What the report can and cannot do#
A KY3P assessment can help with due diligence. It is not the same as a guarantee that a customer’s own AWS environment is secure.
That line matters.
The assessment concerns AWS’s security posture and control implementation in the assessed scope. A customer still has to evaluate its own architecture, account configuration, identity model, data handling, logging, incident response, vendor criticality, and regulatory obligations.
In cloud risk, shared responsibility still applies. A supplier assessment can tell you more about the provider’s controls. It does not tell you whether your S3 buckets, IAM roles, workloads, network paths, key management practices, or monitoring setup are appropriate for your threat model.
It also should not be treated as a replacement for internal review. The better use is as a high-quality input into a risk process. Teams can use it to answer standard control questions, identify areas where AWS evidence already exists, and focus their own review on customer-specific exposure.
There is also a scope question. AWS’s blog post summarizes the assessment and says customers can access the report, but the public post does not reproduce the full report or all test details. Customers should read the actual KY3P material and confirm the covered services, control scope, date, assumptions, and any limitations.
How teams can use it#
For security, compliance, and vendor risk teams, the immediate action is not to treat this as news to archive. It is to decide whether the report should become part of the supplier record for AWS.
A practical workflow looks like this:
- Add the KY3P report to the AWS vendor due-diligence file.
- Compare its control mappings with the frameworks your organization already uses.
- Identify which questionnaire items can be satisfied by the report.
- Separate provider-control evidence from customer-configuration evidence.
- Note any gaps, scope limits, or areas requiring AWS-specific follow-up.
- Align the report date with your review cycle and renewal process.
This is especially useful for organizations that maintain multiple overlapping supplier questionnaires. If the KY3P report answers a control area with validated evidence, teams can reduce duplicate review work and reserve deeper analysis for risk areas that are not covered.

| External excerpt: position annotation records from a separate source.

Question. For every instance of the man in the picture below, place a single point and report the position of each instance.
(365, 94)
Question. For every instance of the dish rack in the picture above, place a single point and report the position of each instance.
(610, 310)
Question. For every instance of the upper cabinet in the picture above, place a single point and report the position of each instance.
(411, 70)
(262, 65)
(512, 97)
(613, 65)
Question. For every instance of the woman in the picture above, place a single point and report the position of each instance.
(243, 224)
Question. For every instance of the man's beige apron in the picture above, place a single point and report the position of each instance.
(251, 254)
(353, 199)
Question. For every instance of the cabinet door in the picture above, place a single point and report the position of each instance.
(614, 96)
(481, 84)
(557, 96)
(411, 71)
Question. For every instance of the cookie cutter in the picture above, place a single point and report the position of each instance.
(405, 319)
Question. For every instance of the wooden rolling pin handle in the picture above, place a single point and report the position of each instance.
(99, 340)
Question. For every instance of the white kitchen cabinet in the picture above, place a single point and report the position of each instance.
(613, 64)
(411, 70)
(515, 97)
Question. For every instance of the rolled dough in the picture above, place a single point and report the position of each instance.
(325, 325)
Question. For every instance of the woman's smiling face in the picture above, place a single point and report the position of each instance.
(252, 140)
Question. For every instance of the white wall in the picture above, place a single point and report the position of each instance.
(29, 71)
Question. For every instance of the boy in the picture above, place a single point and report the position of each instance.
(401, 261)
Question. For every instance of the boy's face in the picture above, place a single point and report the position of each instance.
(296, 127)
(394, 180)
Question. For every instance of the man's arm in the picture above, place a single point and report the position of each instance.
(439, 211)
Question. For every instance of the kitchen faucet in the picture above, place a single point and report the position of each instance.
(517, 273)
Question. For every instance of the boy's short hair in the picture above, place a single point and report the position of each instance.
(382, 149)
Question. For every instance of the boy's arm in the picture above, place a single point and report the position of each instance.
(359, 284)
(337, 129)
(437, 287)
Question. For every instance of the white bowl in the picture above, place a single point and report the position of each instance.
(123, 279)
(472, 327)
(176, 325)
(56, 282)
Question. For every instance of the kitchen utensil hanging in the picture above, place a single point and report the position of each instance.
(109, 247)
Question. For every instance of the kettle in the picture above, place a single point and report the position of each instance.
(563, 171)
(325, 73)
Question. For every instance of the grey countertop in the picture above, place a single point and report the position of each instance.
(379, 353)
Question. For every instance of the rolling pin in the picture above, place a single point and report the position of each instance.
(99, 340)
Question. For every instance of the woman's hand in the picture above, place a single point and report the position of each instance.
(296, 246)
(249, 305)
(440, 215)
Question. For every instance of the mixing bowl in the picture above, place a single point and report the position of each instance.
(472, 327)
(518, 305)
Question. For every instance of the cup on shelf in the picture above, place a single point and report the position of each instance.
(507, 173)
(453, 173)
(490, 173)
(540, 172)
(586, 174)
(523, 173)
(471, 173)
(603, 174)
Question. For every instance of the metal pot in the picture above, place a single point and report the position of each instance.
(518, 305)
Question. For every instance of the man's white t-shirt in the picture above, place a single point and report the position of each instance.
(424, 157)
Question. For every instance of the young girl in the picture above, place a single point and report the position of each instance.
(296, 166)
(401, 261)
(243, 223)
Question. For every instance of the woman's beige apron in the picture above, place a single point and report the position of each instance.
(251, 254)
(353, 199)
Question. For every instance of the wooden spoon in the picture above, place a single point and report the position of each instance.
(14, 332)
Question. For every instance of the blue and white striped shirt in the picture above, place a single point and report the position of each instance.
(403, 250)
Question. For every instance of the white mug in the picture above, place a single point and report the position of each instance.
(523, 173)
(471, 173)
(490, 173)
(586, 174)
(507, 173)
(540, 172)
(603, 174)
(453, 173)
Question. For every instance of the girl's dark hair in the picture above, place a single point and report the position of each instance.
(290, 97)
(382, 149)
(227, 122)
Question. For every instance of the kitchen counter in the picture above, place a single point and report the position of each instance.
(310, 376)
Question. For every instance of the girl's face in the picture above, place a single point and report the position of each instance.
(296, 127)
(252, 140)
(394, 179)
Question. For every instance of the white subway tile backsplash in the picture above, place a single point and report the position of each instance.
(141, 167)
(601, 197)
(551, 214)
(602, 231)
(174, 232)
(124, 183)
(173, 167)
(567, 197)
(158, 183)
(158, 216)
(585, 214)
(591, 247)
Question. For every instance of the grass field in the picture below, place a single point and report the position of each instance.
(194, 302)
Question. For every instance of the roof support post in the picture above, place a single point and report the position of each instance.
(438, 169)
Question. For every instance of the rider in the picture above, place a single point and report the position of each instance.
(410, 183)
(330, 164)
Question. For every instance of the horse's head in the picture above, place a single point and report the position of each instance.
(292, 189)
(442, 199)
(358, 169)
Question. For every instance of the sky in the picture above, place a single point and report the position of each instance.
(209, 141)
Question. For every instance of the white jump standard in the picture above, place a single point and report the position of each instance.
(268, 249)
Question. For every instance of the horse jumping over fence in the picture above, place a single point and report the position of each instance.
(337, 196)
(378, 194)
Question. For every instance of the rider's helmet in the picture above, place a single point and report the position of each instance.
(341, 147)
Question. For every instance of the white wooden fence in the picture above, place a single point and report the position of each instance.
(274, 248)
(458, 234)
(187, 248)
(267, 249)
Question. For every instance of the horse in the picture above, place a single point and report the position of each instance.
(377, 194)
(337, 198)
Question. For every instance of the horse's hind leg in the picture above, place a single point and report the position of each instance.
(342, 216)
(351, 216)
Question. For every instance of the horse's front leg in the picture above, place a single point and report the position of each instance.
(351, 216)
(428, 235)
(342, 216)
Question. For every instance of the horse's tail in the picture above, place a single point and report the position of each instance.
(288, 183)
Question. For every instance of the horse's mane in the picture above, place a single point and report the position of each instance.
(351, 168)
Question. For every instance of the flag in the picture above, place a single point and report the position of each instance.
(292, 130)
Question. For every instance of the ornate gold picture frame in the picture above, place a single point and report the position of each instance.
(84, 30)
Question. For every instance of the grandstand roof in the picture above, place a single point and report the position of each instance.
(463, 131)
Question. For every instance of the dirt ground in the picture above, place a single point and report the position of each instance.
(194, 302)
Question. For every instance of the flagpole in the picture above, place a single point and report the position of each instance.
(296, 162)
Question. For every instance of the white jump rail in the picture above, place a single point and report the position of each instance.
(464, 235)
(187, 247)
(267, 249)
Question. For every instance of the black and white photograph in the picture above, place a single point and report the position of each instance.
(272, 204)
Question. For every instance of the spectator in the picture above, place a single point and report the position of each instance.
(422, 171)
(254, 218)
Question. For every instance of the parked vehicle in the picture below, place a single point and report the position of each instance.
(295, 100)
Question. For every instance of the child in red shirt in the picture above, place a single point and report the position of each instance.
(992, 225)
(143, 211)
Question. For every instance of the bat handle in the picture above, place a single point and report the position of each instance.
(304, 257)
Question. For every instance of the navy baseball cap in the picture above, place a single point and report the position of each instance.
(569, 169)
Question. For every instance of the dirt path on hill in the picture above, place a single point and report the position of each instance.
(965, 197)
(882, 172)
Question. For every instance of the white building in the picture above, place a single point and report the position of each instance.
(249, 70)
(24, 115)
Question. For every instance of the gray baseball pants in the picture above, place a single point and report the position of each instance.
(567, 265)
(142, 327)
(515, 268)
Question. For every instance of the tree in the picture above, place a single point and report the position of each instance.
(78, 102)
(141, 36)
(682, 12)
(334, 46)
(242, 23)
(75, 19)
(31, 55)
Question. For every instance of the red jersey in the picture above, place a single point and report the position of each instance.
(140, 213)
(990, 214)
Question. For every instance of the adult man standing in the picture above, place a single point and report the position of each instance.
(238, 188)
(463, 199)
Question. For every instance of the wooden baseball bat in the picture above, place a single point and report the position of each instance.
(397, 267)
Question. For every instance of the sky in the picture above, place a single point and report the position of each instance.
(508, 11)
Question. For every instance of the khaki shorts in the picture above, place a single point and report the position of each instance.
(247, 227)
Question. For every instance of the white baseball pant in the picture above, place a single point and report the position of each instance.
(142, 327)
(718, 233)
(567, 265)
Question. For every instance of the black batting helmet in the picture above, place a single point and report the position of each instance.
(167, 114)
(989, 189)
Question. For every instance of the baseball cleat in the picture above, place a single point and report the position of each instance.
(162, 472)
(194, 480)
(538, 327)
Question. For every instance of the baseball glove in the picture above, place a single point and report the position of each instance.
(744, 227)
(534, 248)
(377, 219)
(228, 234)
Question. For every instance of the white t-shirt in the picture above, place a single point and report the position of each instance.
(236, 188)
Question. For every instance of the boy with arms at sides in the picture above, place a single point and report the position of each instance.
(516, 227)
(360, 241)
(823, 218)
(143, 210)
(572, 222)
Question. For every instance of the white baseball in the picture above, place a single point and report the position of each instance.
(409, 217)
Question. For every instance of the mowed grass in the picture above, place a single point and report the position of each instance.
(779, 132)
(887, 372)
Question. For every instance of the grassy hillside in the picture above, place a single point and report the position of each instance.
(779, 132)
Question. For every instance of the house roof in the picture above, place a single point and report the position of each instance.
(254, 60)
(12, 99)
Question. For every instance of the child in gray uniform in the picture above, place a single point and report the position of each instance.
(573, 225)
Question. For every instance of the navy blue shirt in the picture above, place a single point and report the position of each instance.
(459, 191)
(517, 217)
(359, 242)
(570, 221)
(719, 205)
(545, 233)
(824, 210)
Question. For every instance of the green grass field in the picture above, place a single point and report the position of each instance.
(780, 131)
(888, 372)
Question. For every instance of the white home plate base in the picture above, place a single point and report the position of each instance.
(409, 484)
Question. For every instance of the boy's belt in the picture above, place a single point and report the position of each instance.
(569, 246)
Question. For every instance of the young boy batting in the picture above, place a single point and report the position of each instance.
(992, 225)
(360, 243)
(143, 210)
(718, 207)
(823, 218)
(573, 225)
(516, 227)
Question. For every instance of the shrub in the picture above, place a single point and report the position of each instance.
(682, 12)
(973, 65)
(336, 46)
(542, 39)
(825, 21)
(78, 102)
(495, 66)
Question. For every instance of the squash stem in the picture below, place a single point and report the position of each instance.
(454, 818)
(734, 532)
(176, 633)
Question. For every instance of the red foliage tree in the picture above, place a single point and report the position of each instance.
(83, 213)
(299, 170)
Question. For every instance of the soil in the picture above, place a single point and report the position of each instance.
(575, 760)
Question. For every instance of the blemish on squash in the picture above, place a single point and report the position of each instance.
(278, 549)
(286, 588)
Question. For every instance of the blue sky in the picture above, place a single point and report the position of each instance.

The report may also help internal conversations. Cloud security teams often have to explain to governance teams what AWS controls, what the customer controls, and where assurance evidence exists. A recognized third-party assessment can make that conversation less subjective.
What to check next#
Customers that rely on AWS for regulated workloads should check how to access the KY3P report through AWS’s compliance or security documentation channels. AWS’s post points readers to details on access and to its broader compliance and security programs, including the AWS Security Reference Architecture.
Before relying on the report, teams should confirm a few basics:
- Is your organization already using KY3P or S&P Global third-party risk workflows?
- Does the report cover the AWS services relevant to your environment?
- Which control domains map cleanly to your regulatory obligations?
- Which risks remain customer-owned under the shared responsibility model?
- Does the assessment timing align with your audit period?
The useful outcome is not a new badge for AWS. It is a cleaner evidence path for customers that must show supplier due diligence. For regulated firms, that can reduce friction. For everyone else, it is still a reminder: cloud risk is not only technical. It is also documentary, procedural, and auditable.